Por aquel entonces, la cofradía pasó a ser conocida como “la de los piconeros”, ya que sus filas se nutrían de un buen número de estos. Además, mantenía una estrecha relación con la cercana Hermandad de Jesús Caído, cuyos titulares eran acompañados por los miembros de la corporación de Santa Marina en la procesión del Santo Entierro que tenía lugar en Córdoba durante la década de los cincuenta del siglo XIX.
No obstante, la cofradía habría de interrumpir su historia en el siglo XX, esta consigue reorganizarse en junio de 1927 con el inestimable impulso del Marqués de Villaseca. Un resurgimiento que quedaría sellado con la redacción de los nuevos estatutos en el mismo año y la posterior aprobación del entonces Obispo de la ciudad, ya en mayo de 1931.
Así y todo, la vida de la hermandad volvió a sufrir una nueva desaparición hasta que en la década de los 40 vuelve a constituirse gracias a dos miembros de la Hermandad del Caído: Antonio Hidalgo Carmona y Hermenegildo Friaza Otero. Una década después y tras la incorporación de la cofradía al itinerario común acordado por el resto de hermandades, llegaba a Santa Marina la nueva titular que vendría a reemplazar a la primitiva Virgen de la Alegría, la cual ya había sufrido algún percance de considerable gravedad durante la estación de penitencia.
Realizada en 1951 por el insigne e inolvidable imaginero cordobés, Juan Martínez Cerrillo, la Hermandad del Resucitado comenzaba un período de renovación con la nueva talla de María Santísima Reina de Nuestra Alegría, cumpliendo con los cánones del artista y su gusto por las imágenes de rostro pequeño y delicados y aniñados rasgos.

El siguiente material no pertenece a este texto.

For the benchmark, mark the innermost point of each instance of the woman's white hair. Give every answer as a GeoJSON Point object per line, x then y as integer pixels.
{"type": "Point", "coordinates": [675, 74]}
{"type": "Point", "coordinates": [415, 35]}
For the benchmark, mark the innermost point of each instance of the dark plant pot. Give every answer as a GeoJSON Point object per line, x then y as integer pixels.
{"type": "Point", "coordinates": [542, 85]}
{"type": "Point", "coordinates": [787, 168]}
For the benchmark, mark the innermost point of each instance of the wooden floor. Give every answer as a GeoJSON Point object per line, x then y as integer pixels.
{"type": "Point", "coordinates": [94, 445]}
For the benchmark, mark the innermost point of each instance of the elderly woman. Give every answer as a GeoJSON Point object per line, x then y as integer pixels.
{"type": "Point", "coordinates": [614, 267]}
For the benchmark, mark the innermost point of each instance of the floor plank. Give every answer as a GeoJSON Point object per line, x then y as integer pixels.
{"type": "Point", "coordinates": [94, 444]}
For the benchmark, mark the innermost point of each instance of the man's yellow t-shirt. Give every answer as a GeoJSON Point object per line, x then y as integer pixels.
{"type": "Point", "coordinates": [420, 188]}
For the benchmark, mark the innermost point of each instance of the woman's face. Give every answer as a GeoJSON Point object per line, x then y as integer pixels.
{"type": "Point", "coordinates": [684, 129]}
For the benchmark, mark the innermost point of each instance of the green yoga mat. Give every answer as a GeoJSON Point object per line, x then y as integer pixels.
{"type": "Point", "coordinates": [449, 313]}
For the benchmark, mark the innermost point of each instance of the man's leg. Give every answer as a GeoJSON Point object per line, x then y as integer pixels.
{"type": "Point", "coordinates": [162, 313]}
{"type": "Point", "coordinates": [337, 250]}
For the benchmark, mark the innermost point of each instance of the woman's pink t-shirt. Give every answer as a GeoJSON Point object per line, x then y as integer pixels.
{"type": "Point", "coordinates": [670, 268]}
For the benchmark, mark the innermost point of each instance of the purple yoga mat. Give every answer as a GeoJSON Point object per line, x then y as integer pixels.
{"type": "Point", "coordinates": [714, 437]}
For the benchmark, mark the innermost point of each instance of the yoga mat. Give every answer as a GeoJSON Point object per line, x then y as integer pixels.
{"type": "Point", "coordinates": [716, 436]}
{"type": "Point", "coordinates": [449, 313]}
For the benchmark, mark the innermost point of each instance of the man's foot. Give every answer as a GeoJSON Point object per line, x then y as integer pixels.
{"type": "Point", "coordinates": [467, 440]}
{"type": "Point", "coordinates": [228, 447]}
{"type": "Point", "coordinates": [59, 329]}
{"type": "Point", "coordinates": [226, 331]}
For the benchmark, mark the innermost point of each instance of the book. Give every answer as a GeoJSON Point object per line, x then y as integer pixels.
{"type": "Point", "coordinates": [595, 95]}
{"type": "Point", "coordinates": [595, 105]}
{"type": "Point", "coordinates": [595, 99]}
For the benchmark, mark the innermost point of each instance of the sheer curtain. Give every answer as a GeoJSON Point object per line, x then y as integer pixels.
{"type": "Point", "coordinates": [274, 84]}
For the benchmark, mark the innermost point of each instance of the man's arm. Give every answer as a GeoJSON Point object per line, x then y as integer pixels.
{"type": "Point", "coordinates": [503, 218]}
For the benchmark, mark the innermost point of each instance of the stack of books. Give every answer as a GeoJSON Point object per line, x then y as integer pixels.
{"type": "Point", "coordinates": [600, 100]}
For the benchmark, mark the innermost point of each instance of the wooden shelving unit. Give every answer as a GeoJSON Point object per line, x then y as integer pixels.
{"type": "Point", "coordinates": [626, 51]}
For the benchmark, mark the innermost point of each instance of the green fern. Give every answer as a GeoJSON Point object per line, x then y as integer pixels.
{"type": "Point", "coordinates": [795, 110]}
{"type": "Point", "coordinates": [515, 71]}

Como es natural, desde entonces la dulce Virgen de la Alegría ha debido someterse a varios períodos de restauración. Propósito para el que la cofradía recurrió en primera instancia a su autor y más tarde a Juan Manuel Miñarro y Antonio Bernal, en 1993 y 1998 respectivamente.

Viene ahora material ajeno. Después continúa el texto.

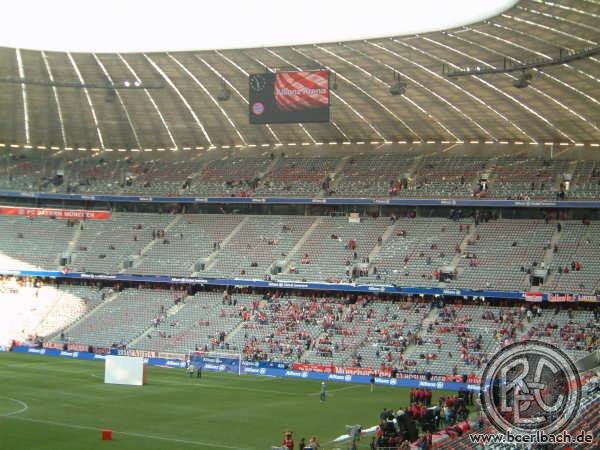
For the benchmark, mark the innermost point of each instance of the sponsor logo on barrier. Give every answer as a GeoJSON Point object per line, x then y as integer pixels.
{"type": "Point", "coordinates": [431, 384]}
{"type": "Point", "coordinates": [293, 373]}
{"type": "Point", "coordinates": [188, 280]}
{"type": "Point", "coordinates": [561, 297]}
{"type": "Point", "coordinates": [335, 377]}
{"type": "Point", "coordinates": [588, 298]}
{"type": "Point", "coordinates": [377, 288]}
{"type": "Point", "coordinates": [452, 292]}
{"type": "Point", "coordinates": [98, 276]}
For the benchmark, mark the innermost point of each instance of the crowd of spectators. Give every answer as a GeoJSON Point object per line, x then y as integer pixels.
{"type": "Point", "coordinates": [416, 423]}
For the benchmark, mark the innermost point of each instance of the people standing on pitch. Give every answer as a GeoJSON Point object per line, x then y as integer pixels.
{"type": "Point", "coordinates": [288, 441]}
{"type": "Point", "coordinates": [190, 369]}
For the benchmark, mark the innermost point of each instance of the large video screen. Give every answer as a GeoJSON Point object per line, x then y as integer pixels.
{"type": "Point", "coordinates": [289, 97]}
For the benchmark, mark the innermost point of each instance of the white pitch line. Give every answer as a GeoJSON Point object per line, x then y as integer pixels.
{"type": "Point", "coordinates": [24, 407]}
{"type": "Point", "coordinates": [129, 433]}
{"type": "Point", "coordinates": [203, 384]}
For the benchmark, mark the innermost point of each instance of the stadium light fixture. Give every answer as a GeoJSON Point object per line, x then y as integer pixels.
{"type": "Point", "coordinates": [523, 80]}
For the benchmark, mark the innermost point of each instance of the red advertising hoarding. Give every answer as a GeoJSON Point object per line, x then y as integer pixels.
{"type": "Point", "coordinates": [54, 213]}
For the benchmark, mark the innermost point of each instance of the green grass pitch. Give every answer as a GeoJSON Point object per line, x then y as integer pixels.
{"type": "Point", "coordinates": [51, 403]}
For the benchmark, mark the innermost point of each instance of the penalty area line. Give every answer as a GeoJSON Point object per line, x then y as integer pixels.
{"type": "Point", "coordinates": [24, 407]}
{"type": "Point", "coordinates": [128, 433]}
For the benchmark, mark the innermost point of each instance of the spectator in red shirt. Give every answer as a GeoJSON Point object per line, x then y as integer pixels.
{"type": "Point", "coordinates": [288, 442]}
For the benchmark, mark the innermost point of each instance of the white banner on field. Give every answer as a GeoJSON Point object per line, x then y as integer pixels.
{"type": "Point", "coordinates": [124, 370]}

Desde la llegada de la Virgen de la Alegría hasta la del actual Señor Resucitado debieron transcurrir tres décadas. Así, la majestuosa efigie del titular se hizo esperar hasta 1988, fecha en la que Miñarro realizaba la imagen que más tarde fue donada por Matilde Fernández Cantero – Camarera Mayor Honoraria de la Virgen – y llegaba a la ciudad califal el 14 de mayo para pasar a sustituir a la anterior, de inferiores dimensiones y aún en posesión de la hermandad.

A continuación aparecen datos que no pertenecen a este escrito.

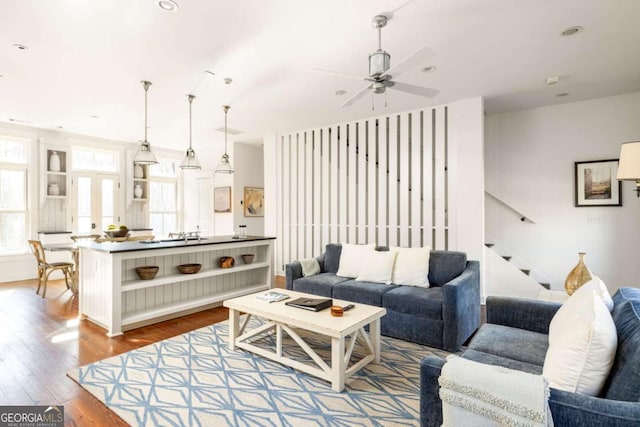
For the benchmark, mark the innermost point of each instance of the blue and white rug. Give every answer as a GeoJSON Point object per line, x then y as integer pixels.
{"type": "Point", "coordinates": [195, 380]}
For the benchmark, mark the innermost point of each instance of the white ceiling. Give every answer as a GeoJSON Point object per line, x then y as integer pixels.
{"type": "Point", "coordinates": [86, 58]}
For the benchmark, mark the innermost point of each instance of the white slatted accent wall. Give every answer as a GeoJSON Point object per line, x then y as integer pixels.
{"type": "Point", "coordinates": [384, 180]}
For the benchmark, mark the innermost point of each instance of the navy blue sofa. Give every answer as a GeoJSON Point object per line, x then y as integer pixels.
{"type": "Point", "coordinates": [515, 336]}
{"type": "Point", "coordinates": [444, 315]}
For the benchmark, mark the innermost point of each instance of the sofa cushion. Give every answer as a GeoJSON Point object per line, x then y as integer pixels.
{"type": "Point", "coordinates": [624, 381]}
{"type": "Point", "coordinates": [583, 349]}
{"type": "Point", "coordinates": [445, 265]}
{"type": "Point", "coordinates": [332, 258]}
{"type": "Point", "coordinates": [363, 292]}
{"type": "Point", "coordinates": [377, 267]}
{"type": "Point", "coordinates": [352, 258]}
{"type": "Point", "coordinates": [411, 267]}
{"type": "Point", "coordinates": [426, 302]}
{"type": "Point", "coordinates": [492, 359]}
{"type": "Point", "coordinates": [511, 343]}
{"type": "Point", "coordinates": [321, 284]}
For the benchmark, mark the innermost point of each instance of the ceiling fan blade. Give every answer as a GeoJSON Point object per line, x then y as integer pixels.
{"type": "Point", "coordinates": [416, 90]}
{"type": "Point", "coordinates": [357, 96]}
{"type": "Point", "coordinates": [338, 74]}
{"type": "Point", "coordinates": [409, 61]}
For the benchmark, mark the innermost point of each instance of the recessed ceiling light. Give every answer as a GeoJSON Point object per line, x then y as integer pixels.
{"type": "Point", "coordinates": [572, 30]}
{"type": "Point", "coordinates": [168, 5]}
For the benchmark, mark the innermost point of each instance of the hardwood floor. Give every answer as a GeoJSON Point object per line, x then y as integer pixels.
{"type": "Point", "coordinates": [41, 339]}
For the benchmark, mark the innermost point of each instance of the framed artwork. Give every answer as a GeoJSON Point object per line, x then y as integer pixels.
{"type": "Point", "coordinates": [253, 201]}
{"type": "Point", "coordinates": [596, 183]}
{"type": "Point", "coordinates": [222, 199]}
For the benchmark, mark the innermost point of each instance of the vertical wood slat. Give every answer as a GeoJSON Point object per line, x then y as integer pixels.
{"type": "Point", "coordinates": [416, 182]}
{"type": "Point", "coordinates": [317, 195]}
{"type": "Point", "coordinates": [383, 205]}
{"type": "Point", "coordinates": [393, 181]}
{"type": "Point", "coordinates": [404, 145]}
{"type": "Point", "coordinates": [342, 179]}
{"type": "Point", "coordinates": [387, 186]}
{"type": "Point", "coordinates": [308, 177]}
{"type": "Point", "coordinates": [372, 204]}
{"type": "Point", "coordinates": [325, 187]}
{"type": "Point", "coordinates": [361, 178]}
{"type": "Point", "coordinates": [439, 193]}
{"type": "Point", "coordinates": [351, 178]}
{"type": "Point", "coordinates": [334, 191]}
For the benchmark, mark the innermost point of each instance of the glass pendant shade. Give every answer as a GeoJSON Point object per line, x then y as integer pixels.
{"type": "Point", "coordinates": [190, 159]}
{"type": "Point", "coordinates": [224, 166]}
{"type": "Point", "coordinates": [145, 156]}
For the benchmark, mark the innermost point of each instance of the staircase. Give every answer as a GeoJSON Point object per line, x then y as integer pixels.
{"type": "Point", "coordinates": [508, 276]}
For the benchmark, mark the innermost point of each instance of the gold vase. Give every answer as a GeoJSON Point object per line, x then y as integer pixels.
{"type": "Point", "coordinates": [578, 276]}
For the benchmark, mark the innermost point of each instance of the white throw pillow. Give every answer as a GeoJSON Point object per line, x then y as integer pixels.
{"type": "Point", "coordinates": [377, 267]}
{"type": "Point", "coordinates": [597, 285]}
{"type": "Point", "coordinates": [351, 259]}
{"type": "Point", "coordinates": [411, 267]}
{"type": "Point", "coordinates": [582, 351]}
{"type": "Point", "coordinates": [574, 302]}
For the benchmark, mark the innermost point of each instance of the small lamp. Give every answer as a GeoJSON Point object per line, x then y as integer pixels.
{"type": "Point", "coordinates": [629, 164]}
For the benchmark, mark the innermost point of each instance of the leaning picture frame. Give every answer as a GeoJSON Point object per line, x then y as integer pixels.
{"type": "Point", "coordinates": [253, 201]}
{"type": "Point", "coordinates": [596, 183]}
{"type": "Point", "coordinates": [222, 199]}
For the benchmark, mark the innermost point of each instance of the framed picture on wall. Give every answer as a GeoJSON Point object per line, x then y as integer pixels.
{"type": "Point", "coordinates": [253, 201]}
{"type": "Point", "coordinates": [596, 183]}
{"type": "Point", "coordinates": [222, 199]}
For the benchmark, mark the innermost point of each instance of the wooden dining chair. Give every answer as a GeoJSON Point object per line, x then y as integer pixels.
{"type": "Point", "coordinates": [46, 268]}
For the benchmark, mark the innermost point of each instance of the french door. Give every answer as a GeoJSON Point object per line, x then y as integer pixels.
{"type": "Point", "coordinates": [95, 202]}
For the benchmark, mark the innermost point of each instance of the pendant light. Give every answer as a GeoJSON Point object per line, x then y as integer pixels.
{"type": "Point", "coordinates": [190, 159]}
{"type": "Point", "coordinates": [224, 166]}
{"type": "Point", "coordinates": [144, 156]}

Desde entonces la hermandad sinónima del triunfo de Cristo sobre la muerte no ha dejado de crecer, abordando nuevos proyectos con los que seguir dejando su huella en la memoria cofrade colectiva y despidiendo la Semana Santa frente a la efigie de Manolete, en el escenario único, lleno de sabor popular, que es la Plaza del Conde de Priego.